Regia di Ari Aster vedi scheda film
Midsommar è un film che può piacere a 4 o forse anche 5 persone in tutto il mondo. È un film talmente particolare che probabilmente, se non apprezzate questo particolare stile, lo odierete dal primo all’ultimo minuto. Se siete invece tra quelle 4/5 persone che lo sanno apprezzare, lo amerete alla follia.
Midsommar è un film che inevitabilmente dividerà il pubblico. Una parte sarà affascinata e cercherà di cogliere i numerosi simbolismi lasciati dal regista. L’altra uscirà dalla sala disgustata pensando di aver visto un collage di scene senza senso messe totalmente a caso.

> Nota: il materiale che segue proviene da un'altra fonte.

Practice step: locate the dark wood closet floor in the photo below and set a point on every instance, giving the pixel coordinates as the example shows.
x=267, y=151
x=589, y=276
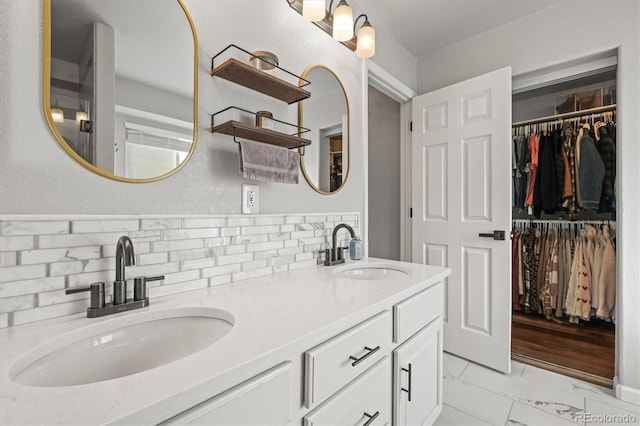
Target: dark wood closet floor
x=583, y=351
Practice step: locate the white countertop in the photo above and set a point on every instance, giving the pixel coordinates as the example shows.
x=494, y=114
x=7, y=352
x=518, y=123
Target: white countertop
x=269, y=313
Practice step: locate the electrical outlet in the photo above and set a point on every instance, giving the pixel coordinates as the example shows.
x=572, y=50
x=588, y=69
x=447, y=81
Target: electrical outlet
x=250, y=198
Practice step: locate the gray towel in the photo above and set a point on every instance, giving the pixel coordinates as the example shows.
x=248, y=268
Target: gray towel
x=268, y=163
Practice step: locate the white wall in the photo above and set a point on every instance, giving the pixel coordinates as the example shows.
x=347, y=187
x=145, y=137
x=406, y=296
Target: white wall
x=36, y=174
x=570, y=30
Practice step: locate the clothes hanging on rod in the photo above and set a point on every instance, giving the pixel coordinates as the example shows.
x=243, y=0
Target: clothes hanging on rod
x=565, y=164
x=564, y=269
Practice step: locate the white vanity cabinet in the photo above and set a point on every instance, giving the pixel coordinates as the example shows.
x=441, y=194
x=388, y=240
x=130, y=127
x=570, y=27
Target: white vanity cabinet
x=417, y=361
x=262, y=400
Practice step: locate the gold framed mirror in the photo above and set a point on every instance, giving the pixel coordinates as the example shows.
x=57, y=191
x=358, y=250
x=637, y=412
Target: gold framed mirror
x=326, y=162
x=120, y=90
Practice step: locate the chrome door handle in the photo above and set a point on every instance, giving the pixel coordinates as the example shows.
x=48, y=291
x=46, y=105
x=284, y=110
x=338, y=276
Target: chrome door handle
x=370, y=352
x=496, y=235
x=408, y=390
x=371, y=417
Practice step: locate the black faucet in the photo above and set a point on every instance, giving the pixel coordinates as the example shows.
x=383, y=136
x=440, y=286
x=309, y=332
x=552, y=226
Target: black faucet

Tutte e due le opinioni sono corrette, è inutile pretendere di avere la verità assoluta.
Pertanto io cercherò di dare la mia visione del film e di far capire come mai a me è piaciuto così tanto e perché secondo me la metà del pubblico che lo disprezza non l’ha pienamente capito.
Per fare ciò bisogna entrare nel dettaglio riguardo la trama del film, da molti definita noiosa e priva di avvenimenti, ma in verità densa di eventi e di significati.
Perché se con Hereditary il regista aveva firmato un film senza punti morti e dove la trama procedeva come un treno ad alta velocità, la nuova opera del regista risulta essere invece molto più libera, in quanto il regista si prende i suoi tempi e non è mai accondiscendente verso lo spettatore.
Il film può piacere e può non piacere, ma il coraggio dimostrato da questa giovane promessa è solo da premiare.
Midsommar ha molto probabilmente uno dei prologhi più belli visti negli ultimi anni per quanto riguarda il cinema horror.
Forse solo Get Out e The Witch hanno un inizio altrettanto bello.
Il film inizia in modo glaciale e nei primi cinque minuti mostra solo primi piani di una ragazza che discute con la sua amica al telefono, parlando di problemi legati alla sua vita privata. Il classico spettatore disattento che si annoia facilmente dopo questa sequenza si è già distaccato dal film. Però in questa scena di normale vita quotidiana c’è un piccolo dettaglio che stride con il resto, ovvero l’email della sorella della protagonista che recita: “Sono stanca, mamma e papà verranno con me nel buio”.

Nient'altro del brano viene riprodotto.